3. 4.1.2 • A gene is a heritable factor that controls a specific characteristic. • Alleles are one specific form of a gene. They differ from other alleles by one or a few bases only and occupy the same gene locus as other alleles of the gene.

4. Genomes are the whole genetic information of an organism. • Eukaryote genomes are contained in a single, haploid* set of chromosomes. The human genome is made up of about 35000 genes. * Haploid - the number of chromosomes in a gamete of an organism.

5. Gene Mutations 4.1.3 • Gene mutations are a change to the base sequence of a gene. • Mutations range in size from a single DNA base to a large segment of a chromosome. • Gene mutations occur in two ways: they can be inherited by a parent or developed during a person’s lifetime.

6. Mutations also occur in an egg or sperm cell, or those occurring right after fertilization (de novo mutations).
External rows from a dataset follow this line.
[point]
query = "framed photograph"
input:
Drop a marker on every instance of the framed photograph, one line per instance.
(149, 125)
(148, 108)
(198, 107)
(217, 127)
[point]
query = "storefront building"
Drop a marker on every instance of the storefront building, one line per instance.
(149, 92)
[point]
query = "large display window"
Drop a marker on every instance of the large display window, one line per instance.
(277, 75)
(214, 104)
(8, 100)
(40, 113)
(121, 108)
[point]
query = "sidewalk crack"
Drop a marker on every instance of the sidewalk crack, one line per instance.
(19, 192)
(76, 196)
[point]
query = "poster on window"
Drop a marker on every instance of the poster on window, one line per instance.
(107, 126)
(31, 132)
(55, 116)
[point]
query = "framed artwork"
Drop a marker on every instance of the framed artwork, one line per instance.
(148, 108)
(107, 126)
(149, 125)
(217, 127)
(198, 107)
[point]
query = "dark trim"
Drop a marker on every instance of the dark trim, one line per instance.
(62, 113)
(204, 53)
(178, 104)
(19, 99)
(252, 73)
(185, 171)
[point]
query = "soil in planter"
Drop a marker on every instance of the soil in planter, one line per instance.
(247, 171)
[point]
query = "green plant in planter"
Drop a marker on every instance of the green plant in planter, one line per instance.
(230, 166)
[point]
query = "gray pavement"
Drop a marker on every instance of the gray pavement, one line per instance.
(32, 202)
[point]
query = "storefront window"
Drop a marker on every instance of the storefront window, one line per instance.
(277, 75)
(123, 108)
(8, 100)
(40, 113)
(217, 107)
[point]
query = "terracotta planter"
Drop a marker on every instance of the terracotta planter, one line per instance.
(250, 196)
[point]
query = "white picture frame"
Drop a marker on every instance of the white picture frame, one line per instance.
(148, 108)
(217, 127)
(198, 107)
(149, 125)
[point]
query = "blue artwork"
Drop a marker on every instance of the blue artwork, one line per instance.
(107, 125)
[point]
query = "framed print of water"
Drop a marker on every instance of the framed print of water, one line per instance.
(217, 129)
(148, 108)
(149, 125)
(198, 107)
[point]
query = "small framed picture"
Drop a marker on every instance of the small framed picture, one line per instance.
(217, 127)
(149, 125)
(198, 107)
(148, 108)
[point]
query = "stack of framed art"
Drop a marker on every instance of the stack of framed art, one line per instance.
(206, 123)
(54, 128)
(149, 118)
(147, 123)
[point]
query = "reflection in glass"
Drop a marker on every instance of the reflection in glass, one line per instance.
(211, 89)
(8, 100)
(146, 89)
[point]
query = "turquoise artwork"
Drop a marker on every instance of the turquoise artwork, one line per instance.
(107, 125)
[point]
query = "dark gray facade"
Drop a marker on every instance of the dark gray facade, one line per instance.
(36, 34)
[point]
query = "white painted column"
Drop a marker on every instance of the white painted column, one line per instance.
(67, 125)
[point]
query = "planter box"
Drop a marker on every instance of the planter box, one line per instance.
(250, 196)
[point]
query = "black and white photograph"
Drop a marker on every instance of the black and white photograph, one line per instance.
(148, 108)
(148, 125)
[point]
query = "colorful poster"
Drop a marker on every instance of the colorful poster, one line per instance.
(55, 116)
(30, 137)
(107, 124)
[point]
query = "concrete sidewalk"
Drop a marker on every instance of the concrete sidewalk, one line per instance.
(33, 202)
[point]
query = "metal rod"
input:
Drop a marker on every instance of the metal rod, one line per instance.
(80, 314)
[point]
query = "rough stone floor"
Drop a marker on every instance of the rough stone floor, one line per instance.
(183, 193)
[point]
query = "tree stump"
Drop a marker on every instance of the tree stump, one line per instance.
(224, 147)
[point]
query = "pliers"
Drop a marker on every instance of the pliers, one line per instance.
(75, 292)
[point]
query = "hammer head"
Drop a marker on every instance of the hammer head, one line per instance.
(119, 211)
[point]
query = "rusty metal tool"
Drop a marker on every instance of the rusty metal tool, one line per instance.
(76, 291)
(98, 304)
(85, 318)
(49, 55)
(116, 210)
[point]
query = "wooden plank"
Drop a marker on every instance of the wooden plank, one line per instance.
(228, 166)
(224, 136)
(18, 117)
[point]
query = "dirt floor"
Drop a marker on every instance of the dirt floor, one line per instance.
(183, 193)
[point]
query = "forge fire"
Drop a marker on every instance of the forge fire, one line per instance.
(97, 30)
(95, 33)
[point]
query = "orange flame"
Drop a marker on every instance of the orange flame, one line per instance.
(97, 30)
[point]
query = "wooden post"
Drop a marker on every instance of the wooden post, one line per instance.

Note: These types of mutations can explain genetic disorders in which the child may have this mutation in every cell, but there is no history of this disorder in the family.

7. Acquired (somatic) mutations occur in the DNA of individual cells during a person’s lifetime. • these changes can be caused by environmental factors such as ultraviolet radiation from the sun, or when a mistake is made in the replication during cell division. Note: These types of mutations cannot be passed on to the next generation.
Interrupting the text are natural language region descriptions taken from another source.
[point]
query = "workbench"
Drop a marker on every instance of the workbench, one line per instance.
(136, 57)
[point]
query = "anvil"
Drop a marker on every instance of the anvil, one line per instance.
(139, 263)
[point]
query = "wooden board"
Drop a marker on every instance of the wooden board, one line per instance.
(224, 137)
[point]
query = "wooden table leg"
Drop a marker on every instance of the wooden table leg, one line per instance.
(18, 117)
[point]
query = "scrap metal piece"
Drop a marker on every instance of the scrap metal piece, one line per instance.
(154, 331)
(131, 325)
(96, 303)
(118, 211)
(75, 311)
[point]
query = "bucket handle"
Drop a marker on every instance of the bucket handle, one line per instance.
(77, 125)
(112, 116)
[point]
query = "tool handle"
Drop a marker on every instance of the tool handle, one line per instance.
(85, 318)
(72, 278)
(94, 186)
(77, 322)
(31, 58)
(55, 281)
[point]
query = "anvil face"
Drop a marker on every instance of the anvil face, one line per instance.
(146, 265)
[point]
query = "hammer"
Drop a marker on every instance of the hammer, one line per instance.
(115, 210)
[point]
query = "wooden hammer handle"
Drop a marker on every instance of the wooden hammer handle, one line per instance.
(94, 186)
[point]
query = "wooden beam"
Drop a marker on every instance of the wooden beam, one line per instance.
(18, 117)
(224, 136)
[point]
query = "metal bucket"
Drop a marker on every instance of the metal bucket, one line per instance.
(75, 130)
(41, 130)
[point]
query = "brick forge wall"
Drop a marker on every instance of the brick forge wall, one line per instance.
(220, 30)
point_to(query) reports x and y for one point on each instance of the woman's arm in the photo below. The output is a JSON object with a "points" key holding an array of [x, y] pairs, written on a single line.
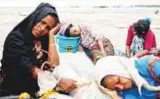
{"points": [[53, 57], [142, 53]]}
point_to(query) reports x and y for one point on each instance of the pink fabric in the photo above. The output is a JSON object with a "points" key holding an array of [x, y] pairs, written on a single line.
{"points": [[87, 39], [63, 28], [149, 40]]}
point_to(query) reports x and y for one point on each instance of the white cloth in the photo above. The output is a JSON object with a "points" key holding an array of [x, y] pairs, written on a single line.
{"points": [[120, 66], [79, 67], [46, 81]]}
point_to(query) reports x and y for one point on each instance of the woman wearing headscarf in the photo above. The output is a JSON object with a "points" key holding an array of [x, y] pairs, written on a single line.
{"points": [[129, 78], [141, 37], [27, 47]]}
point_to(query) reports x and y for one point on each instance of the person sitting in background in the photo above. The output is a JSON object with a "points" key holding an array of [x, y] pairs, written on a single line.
{"points": [[97, 47], [26, 48], [141, 37], [132, 78]]}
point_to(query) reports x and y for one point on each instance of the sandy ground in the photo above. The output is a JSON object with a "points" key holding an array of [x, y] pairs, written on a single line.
{"points": [[110, 22]]}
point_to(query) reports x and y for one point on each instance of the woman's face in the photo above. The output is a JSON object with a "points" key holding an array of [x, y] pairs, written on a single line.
{"points": [[118, 83], [75, 31], [44, 26]]}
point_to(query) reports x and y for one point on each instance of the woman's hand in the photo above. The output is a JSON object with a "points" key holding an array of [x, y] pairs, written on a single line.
{"points": [[55, 29], [67, 84]]}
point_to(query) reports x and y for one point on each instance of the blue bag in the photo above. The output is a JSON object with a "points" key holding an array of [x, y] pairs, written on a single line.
{"points": [[68, 44]]}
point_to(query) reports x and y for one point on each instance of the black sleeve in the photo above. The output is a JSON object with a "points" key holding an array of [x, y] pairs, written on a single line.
{"points": [[18, 56]]}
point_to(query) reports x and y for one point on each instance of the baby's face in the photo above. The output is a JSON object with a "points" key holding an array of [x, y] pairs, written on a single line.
{"points": [[118, 83], [75, 31]]}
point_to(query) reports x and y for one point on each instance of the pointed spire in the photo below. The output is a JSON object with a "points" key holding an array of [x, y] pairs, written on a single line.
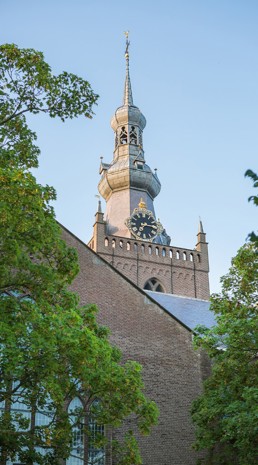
{"points": [[200, 228], [128, 96]]}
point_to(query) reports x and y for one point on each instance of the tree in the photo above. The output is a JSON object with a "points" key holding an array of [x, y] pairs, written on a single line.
{"points": [[51, 349], [226, 414], [253, 198]]}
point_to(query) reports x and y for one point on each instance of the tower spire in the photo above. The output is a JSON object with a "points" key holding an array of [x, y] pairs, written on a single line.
{"points": [[128, 96]]}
8. 4.2.1 – 4.2.2 | Mutations and Meiosis

9. 4.1.4 Sickle Cell Anemia • Sickle Cell Anemia is a good example of a mutation. • In sickle cell anemia the switch of just one nucleotide causes glutamic acid to be replaced by valine, which causes red blood cells to become stiff and stick to each other forming long fibers that obstruct blood flow to other parts of the body.

10. The switch occurs when the base code CAG mutates to CTG. That one small change is enough to cause the disease.

11. During Transcription there is a mistake in the code and that causes for the codon to be misread, switching the amino acid that normally pairs with the base code causing the sickle cell anemia.

12. Meiosis • Meiosis is the division of diploid cells into haploid cells in order to create sex cells.

13. In meiosis the cell divides twice without a DNA replication between divisions. • This creates Gene Variation which is what allows us to evolve as a species. The reason we get a haploid cell is so that when the female and male sex cell fuse we have 46 chromosomes instead of 92 if both cells were diploid

14. Homologous Chromosomes • Pairs of chromosomes that code for the same gene but might have different alleles. For example: you can have two chromosomes that code eye color but one might code for blue eyes, the other for brown eyes.

15. Homologous chromosomes cross over during division causing the genetic variation. • Two chromosomes that code for the same gene switch genetic code by tangling with one another and keeping the code of the other.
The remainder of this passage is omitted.